Home Health Compare is the section of the Medicare website that reports on home health agency performance and patient satisfaction. Anyone can go to the website, enter in their home zip code, and receive information about home health agencies who have provided services in their area. This allows consumers to review and compare patient improvement and satisfaction with services provided by agencies to make an informed choice for their healthcare needs. All Medicare-certified home health agencies who submit OASIS data and/or participate in HHCAHPS are included.
Once the home zip code has been entered, a list of agencies who have served in that zip code appears with agency name, phone number, quality of patient care star rating and patient survey summary star rating. The user can choose up to three agencies to compare side-by-side. Once the agencies have been chosen, the user clicks to compare them. The comparison lists the services provided by each agency, quality of patient care compared to each other and state and national averages, and patient satisfaction survey results compared to each other and state and national averages.
The General Information reported on home health compare includes the ownership type, Medicare certification date, services offered and the contact phone number. This allows potential clients to ensure that the agency they are seeking offers the services they are looking for. It also lets them know how long the agencies have been certified.
The Quality of Patient Care section lists the overall star ratings and the individual reportable outcome items from the agency’s OASIS submissions. Items like “How often patients got better at walking or moving around” and “How often patients’ wounds improved or healed after an operation” give important data to patients about which agency has statistically better outcomes in key areas where they may require improvement. For example, patients who are concerned about re-hospitalization can review the “Preventing unplanned hospital care” section to narrow their choices to agencies with low percentages of hospital admissions.
The data used to report these items comes from clinician OASIS documentation and hospital claims. For the item “How often patients got better at walking or moving around” listed above, CMS uses M1860 from the OASIS to calculate the performance, taking into account any cognitive issues identified in M1700, M1710, and M1720 to exclude nonresponsive patients. Information about how specific OASIS items are used is located in the Home-Health-Outcome-Measures-Table-OASIS-C2_August_2018 PDF file in the Downloads section at the bottom of the CMS Home Health Quality Measures page. Note that files are not listed by date so be sure to review the complete list.

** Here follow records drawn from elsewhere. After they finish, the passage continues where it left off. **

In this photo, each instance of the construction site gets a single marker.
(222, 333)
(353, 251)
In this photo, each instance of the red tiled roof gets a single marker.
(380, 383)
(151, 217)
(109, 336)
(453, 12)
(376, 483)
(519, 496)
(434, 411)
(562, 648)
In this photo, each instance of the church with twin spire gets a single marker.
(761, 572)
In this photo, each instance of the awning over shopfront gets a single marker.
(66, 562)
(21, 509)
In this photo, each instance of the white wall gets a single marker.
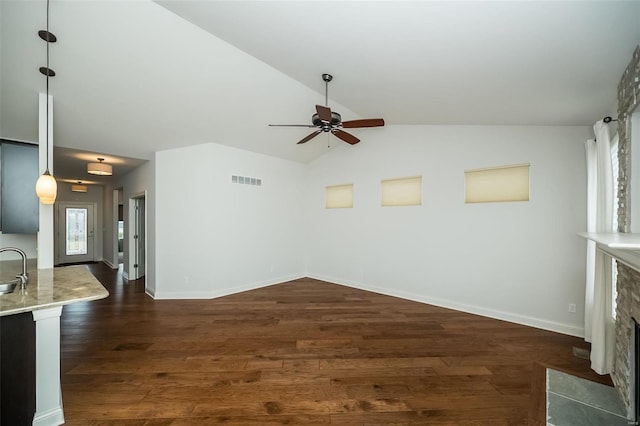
(94, 195)
(26, 242)
(517, 261)
(214, 237)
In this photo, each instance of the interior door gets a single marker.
(139, 236)
(75, 232)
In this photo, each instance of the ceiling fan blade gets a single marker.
(291, 125)
(368, 122)
(324, 113)
(347, 137)
(309, 137)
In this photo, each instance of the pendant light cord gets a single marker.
(48, 72)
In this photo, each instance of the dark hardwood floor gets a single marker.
(302, 352)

The Patient Survey Results section lists the overall star ratings and the individual reportable outcome items from the agency’s HHCAHPSsubmissions. Metrics are given about personnel professionalism and communication as well as overall ratings and recommendations. This section also reports on whether the clinician discussed medicines, pain, and home safety with patients. At a glance, patients and family members can view how other patients perceived their care experience.
The real value of Home Health Compare is to direct your QAPI focus and to provide performance metrics for clinicians and management. Through these reports, you can demonstrate how your agency has documented improvement in OASIS items and what your patients think about their service. Comparisons can be drawn to your direct competitors and state and national averages. You can utilize these reports to identify areas where your agency appears to underperform.
You can review the official datasets on Data.Medicare.gov. This website will give you files you can download to Microsoft Access or .csv files that can be opened in worksheet programs like Microsoft Excel. You can filter data based on state, city and zip code among other criteria to provide comparisons to other agencies in your area.
As with other QAPI reports we have discussed in past articles, it is important to keep in mind that this data takes a long time to compile and report. For example, this article is being written in October, 2018 and the Current data collection period referenced is October, 2016 through September, 2017 for quality items and January, 2017 through December, 2017 for patient survey results.
We recommend using CASPER and HHCAHPS reports from your vendor for more updated information for review and monitoring of metrics. Though for the most current data for evaluation, nothing beats the good old fashioned chart audit.